Maatwerkaanpak als alternatief voor het 7e Actieprogramma Nitraat in de maak
Sinds het publiceren van de plannen voor het 7e Actieprogramma Nitraat (7e AP) is er grote ongerustheid wat dit gaat betekenen voor de boeren. De economische impact-analyse loog er niet om: een groot negatief effect wordt voorzien. Reden voor de sector om de handen ineen te slaan en met een alternatief te komen: de maatwerkaanpak. De afgelopen maanden is er hard gewerkt door de sector samen met het Ministerie van LNV, de NVWA, RVO en het NMI om deze maatwerkaanpak vorm te geven. We praten u bij over de stand van zaken, mét de kanttekening dat dit nog geen definitieve besluiten en plannen zijn!
Werkgroepen
Er wordt gewerkt in drie werkgroepen met zowel mensen uit de sector als ambtenaren in elke groep. Werkgroep 1 houdt zich bezig met borging en handhaving. Voor zowel de Nederlandse als de Europese wetgever is het belangrijk dat de maatwerkaanpak wel goed kan worden gecontroleerd en tenminste hetzelfde resultaat oplevert als de ´generieke´ plannen van het ministerie. Werkgroep 2 houdt zich bezig met de gereedschapskist voor de bedrijfsgerichte opgave. Werkgroep 3 houdt zich bezig met de praktijktoets. Daarnaast is er een stuurgroep van de sector samen met de overheden die besluiten neemt over voorstellen vanuit de werkgroepen.

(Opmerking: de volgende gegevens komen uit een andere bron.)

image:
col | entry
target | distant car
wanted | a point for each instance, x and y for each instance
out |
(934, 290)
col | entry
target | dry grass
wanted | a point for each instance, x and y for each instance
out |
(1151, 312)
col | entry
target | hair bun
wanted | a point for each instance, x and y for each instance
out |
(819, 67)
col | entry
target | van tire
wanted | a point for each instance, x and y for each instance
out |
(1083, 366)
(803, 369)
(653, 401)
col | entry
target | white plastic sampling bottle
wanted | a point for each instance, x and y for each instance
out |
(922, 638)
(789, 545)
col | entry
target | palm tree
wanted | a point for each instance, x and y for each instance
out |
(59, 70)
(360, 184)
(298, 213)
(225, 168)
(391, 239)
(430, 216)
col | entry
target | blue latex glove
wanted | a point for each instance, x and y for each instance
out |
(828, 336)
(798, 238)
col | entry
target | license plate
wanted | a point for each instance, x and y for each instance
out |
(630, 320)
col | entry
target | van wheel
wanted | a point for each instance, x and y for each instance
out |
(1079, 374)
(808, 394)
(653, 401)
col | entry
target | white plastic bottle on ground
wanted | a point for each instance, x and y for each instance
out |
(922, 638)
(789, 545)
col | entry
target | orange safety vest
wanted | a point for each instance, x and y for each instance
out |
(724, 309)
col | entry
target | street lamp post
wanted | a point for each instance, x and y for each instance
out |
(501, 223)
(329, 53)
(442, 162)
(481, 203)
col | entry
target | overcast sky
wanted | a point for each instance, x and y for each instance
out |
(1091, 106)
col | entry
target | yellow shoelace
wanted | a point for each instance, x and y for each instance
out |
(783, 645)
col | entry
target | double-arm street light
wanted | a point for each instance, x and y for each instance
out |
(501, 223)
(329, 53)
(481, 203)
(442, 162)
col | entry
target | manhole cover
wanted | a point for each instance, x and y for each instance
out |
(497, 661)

Inmiddels heeft er ook een eerste bijeenkomst met een klankbordgroep van boeren plaatsgevonden. Daaruit zijn weer veel nieuwe vragen opgekomen.
Bedrijfsniveau
De eerste keuze die moest worden gemaakt is op welk niveau de maatwerkaanpak moet worden ingestoken: gebiedsniveau, bedrijfsniveau of perceelsniveau. Gekozen is voor bedrijfsniveau. Dat betekent dat u met uw hele bedrijf kiest voor ofwel het generieke pakket zoals het door de overheid wordt vastgesteld ofwel voor de maatwerkaanpak. Deze keuze maakt u voor een aantal jaren.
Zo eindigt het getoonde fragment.